Bitfinex v NYAG continues to be quite the summer potboiler.
One of our earlier editions discussed NYAG’s accusation that Bitfinex allegedly borrowed $850 million from Tether’s reserves to cover up the money that was owed to Bitfinex by a Panama-based crypto payments processor. The case reached a new high (touched new lows) in court yesterday. NYAG claims that Bitfinex defrauded its investors by not disclosing the alleged $850 million that it borrowed from USDT’s reserves. Every USDT is supposed to be backed by a US dollar held in a bank account so that every token is fully collateralized. Bitfinex claims that NYAG lacks the required legal jurisdiction to investigate Bitfinex as Bitfinex does not serve any NYC customers as per their terms and conditions. The battle came to a temporary halt when the judge decided to grant a 90-day extension period to resolve the case. This means that NYAG can continue its investigation on Bitfinex and Bitfinex can continue its operations, but cannot transfer funds from Tether to Bitfinex anymore.
After reaching a new high for the past 15 months, BTC’s volatility has started to retreat in the past few days. Bitfinex’s court hearing was expected to cause a lot of chaos in the market, but now that the court has granted a 90-day extension for the case, BTC prices are expected to operate in the narrow band of $9k-10k for a meaningful period of time. We expect this range-bound price behaviour to continue until the market starts pricing in the supply shortage post the block reward halvening event in May 2020.
The last two weeks in BTCUSD have been a round trip with a range of 11%. So while daily volatility is high with frequent 5%+ moves, weekly volatility has compressed. This usually is a sign of a market that’s digesting some moves, especially the last wave started in June that propelled the mkt to a new trading range. This time as well volumes have shrunk in this back and forth action which is normal.

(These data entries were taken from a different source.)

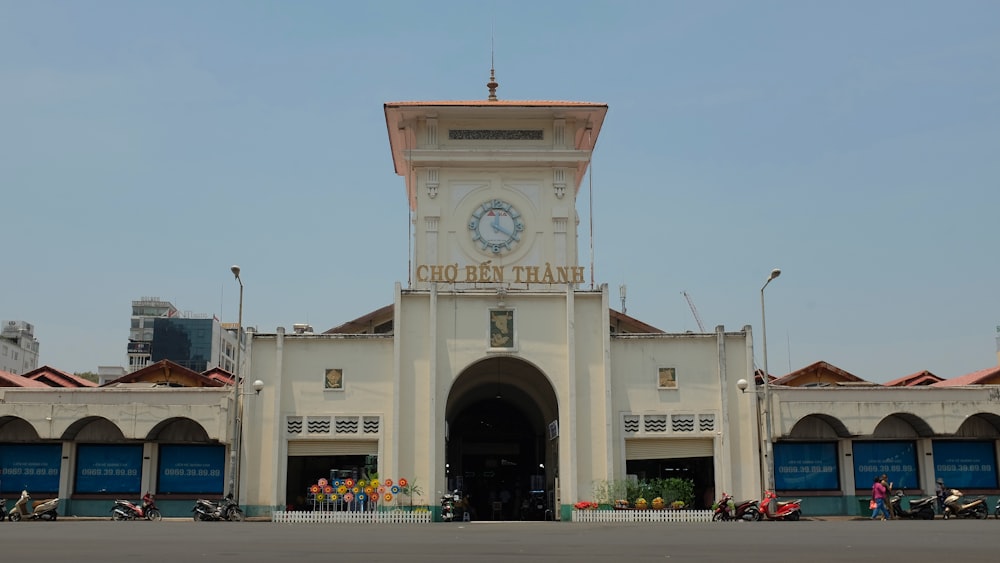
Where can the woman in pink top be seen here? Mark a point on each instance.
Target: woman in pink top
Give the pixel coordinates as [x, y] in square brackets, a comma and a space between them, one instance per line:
[879, 496]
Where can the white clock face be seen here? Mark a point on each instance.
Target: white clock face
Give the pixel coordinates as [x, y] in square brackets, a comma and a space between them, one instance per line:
[496, 226]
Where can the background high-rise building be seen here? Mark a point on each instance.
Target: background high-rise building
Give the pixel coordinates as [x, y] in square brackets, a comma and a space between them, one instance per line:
[159, 331]
[18, 347]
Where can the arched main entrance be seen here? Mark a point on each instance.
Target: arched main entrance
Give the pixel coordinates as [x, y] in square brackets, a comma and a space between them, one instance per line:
[500, 451]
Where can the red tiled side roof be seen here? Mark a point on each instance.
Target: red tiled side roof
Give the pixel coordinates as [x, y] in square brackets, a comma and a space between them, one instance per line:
[487, 103]
[923, 377]
[842, 375]
[58, 378]
[8, 379]
[988, 376]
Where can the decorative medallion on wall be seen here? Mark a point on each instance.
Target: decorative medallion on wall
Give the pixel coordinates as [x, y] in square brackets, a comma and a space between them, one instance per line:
[501, 328]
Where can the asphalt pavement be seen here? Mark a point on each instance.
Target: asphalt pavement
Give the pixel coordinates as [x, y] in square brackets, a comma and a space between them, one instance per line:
[834, 539]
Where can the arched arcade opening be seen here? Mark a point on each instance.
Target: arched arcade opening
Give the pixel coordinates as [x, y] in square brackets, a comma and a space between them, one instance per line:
[502, 441]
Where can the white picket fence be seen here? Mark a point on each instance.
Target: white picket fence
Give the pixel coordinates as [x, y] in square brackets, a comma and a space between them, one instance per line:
[626, 516]
[347, 517]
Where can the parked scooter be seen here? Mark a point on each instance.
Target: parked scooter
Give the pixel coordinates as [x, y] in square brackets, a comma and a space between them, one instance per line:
[956, 507]
[126, 510]
[448, 502]
[225, 509]
[773, 509]
[726, 509]
[920, 509]
[25, 508]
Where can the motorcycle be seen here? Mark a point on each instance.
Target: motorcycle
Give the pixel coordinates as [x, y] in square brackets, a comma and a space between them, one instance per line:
[448, 502]
[920, 509]
[954, 506]
[41, 510]
[773, 509]
[126, 510]
[226, 509]
[726, 509]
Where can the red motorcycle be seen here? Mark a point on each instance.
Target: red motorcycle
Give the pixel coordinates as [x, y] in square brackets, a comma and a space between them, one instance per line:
[726, 509]
[126, 510]
[773, 509]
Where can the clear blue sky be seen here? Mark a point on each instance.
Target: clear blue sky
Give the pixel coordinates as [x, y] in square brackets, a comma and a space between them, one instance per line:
[147, 146]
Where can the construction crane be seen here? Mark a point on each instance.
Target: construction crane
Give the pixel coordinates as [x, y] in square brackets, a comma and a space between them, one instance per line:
[694, 311]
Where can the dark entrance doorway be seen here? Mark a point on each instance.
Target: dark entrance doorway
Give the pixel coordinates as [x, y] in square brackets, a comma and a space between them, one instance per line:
[496, 455]
[499, 453]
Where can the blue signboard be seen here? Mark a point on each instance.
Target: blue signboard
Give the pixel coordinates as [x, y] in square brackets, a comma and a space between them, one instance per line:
[897, 460]
[191, 469]
[810, 466]
[104, 468]
[34, 467]
[966, 465]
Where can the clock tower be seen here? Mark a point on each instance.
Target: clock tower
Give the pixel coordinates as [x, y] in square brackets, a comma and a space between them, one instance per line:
[492, 187]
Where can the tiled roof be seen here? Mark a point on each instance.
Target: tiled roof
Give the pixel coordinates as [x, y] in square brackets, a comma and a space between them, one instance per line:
[8, 379]
[988, 376]
[505, 103]
[842, 375]
[53, 377]
[914, 379]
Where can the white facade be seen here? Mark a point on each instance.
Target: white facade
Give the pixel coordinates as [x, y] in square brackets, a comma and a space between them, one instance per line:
[500, 365]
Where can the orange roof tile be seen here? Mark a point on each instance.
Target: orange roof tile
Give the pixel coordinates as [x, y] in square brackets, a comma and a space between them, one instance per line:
[988, 376]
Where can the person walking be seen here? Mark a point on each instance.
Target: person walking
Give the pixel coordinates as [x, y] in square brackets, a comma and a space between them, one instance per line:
[888, 492]
[879, 497]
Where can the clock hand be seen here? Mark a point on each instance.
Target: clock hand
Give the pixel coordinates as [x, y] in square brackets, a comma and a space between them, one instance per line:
[501, 229]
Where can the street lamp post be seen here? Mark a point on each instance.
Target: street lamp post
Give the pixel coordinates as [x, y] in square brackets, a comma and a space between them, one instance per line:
[234, 445]
[768, 440]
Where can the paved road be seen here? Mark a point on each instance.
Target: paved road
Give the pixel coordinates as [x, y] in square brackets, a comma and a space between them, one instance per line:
[813, 541]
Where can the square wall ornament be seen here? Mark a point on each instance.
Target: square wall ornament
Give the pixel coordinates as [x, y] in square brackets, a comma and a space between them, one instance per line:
[334, 379]
[501, 328]
[667, 378]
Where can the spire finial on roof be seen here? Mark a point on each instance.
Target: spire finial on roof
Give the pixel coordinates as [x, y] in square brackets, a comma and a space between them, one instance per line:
[492, 84]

On some of the metrics we like to follow, transactions have remained steady, fees have fallen.
Interestingly, top 100 addresses to total coin % has dramatically fallen over the weekend.
Active addresses has been declining over the month so could be signs of some lightening up in the whale wallets rather than an increase in accounts or smaller wallets.
The excellent Woobull charts here are showing some bullishness in the NVT ratio.
The NVT signal which we like more is showing signs of working off the overbought conditions from last month. This is more bullish longer term, shorter term probably indicates lower pricing but within the context of the past 4 weeks or so.